Today, in the office, dreaming (sunny this morning) of some early season turns, I stumbled across this article and was prepared to have a good laugh at Colorado’s expense. I carry a grudge against that state, based on the number of times my Utah complaints prompted the annoying Michigander question, “Why don’t you just live in Colorado?” But as I was getting started I couldn’t help but think of lift served November days in Little Cottonwood that were scarily similar, so after some brief contemplation I realised that the key statement“No doubt, resort owners know they can make more money by opening early, as many skiers and snowboarders gladly accept the crowds for the chance to go down the few runs the snowmakers make possible” is a fair statement when applied to skiers everywhere, and that rather then writing the ‘woo! Colorado sucks!’ article we’re eagerly awaiting Dave to finish, I’d be better off ranting about the stupidity of North American skiers in general.

Now, I’ll concede that I grew up skiing in Michigan, and that without the motivating skiing snow guns provided, I could find myself about to lose my job at a car plant. So I don’t really have any gripes with artificial snow, but I do question it’s necessity in places like Utah, Alaska, or even relatively snowless Colorado. Ski Areas everywhere waste oodles of money snowmaking hoping to open by Thanksgiving, only to close in early April with 80 inches on the ground due to a lack of interest. What is wrong with skiers? Well if my usual skiing experience invovled sharing a single icy slope with “2,400 riders an hour” i’d quit before spring too. Then there are places like Alyeska, which despite getting upwards of 800 inches on any given season, and having a tram that renders the lower mountain obsolete, will spend thousand of dollars making snow so a few fools can ski to their car on a rainy day in December. Rather then operate at a loss in late spring to provide a quality skiing when it’s hard to find but extremely sunny, they’ve decided to throw money away to coddle the delusional fantasy that winter in Alaska means snow at all elevations.

Whats possible with fake flakes

What's possible with fake flakes

Now I also fully understand that many ski areas are facing severe economic and climatic difficulties so look to make money or snow whenever possible. But at the same time I’d expect them to look after their product a bit more; not go the route of the micro breweries who despite brewing fabulous stuff have their reputation forever tainted by over carbonation and distribution issues. After seeing the conditions many areas open with, can it really be surprising people become disillusioned before march? It seems that quality can overcome a bad economy but does this sound quality?
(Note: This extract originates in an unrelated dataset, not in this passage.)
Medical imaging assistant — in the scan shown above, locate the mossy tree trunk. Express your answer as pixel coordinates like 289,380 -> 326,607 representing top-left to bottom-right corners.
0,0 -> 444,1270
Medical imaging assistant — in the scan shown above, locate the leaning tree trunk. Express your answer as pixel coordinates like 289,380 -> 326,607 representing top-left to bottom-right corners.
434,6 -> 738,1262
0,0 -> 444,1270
Most ski areas post ski patrol and volunteers to remind guests to maintain safe speeds, but armed with only whistles these sentries are serving tough duty. The large orange SLOW signs are routinely ignored no matter how far the ski season has progressed.” (via Ski Safety Blog)

Being told to slow down by large orange signs and whistle blowing spastics before being herded like cattle (with strange east coast accents) while waiting in line so some burn out from east Texas can scan the bar code that lets you ride the lift is exactly the reason I don’t spend much time at ski areas. The whole affair reminds me of something I read from Matt Taibbi in an epic Sarah Palin rant earlier this fall. “Only 21st-century Americans can pass through a metal detector six times in an hour and still think they’re at a party.” Replace “at a party” with “on an exotic alpine adventure” and you have my thoughts perfectly.

Skiing should be good (for early season) the next couple days, and in the pass I shouldn’t have to worry about mass congestion, but with the 18″ from Tuesday night on top of the hoar and facet sandwich we saw last weekend I think we’ll have to keep it pretty safe. Whatever happens, I should have some (good or bad) stuff soon.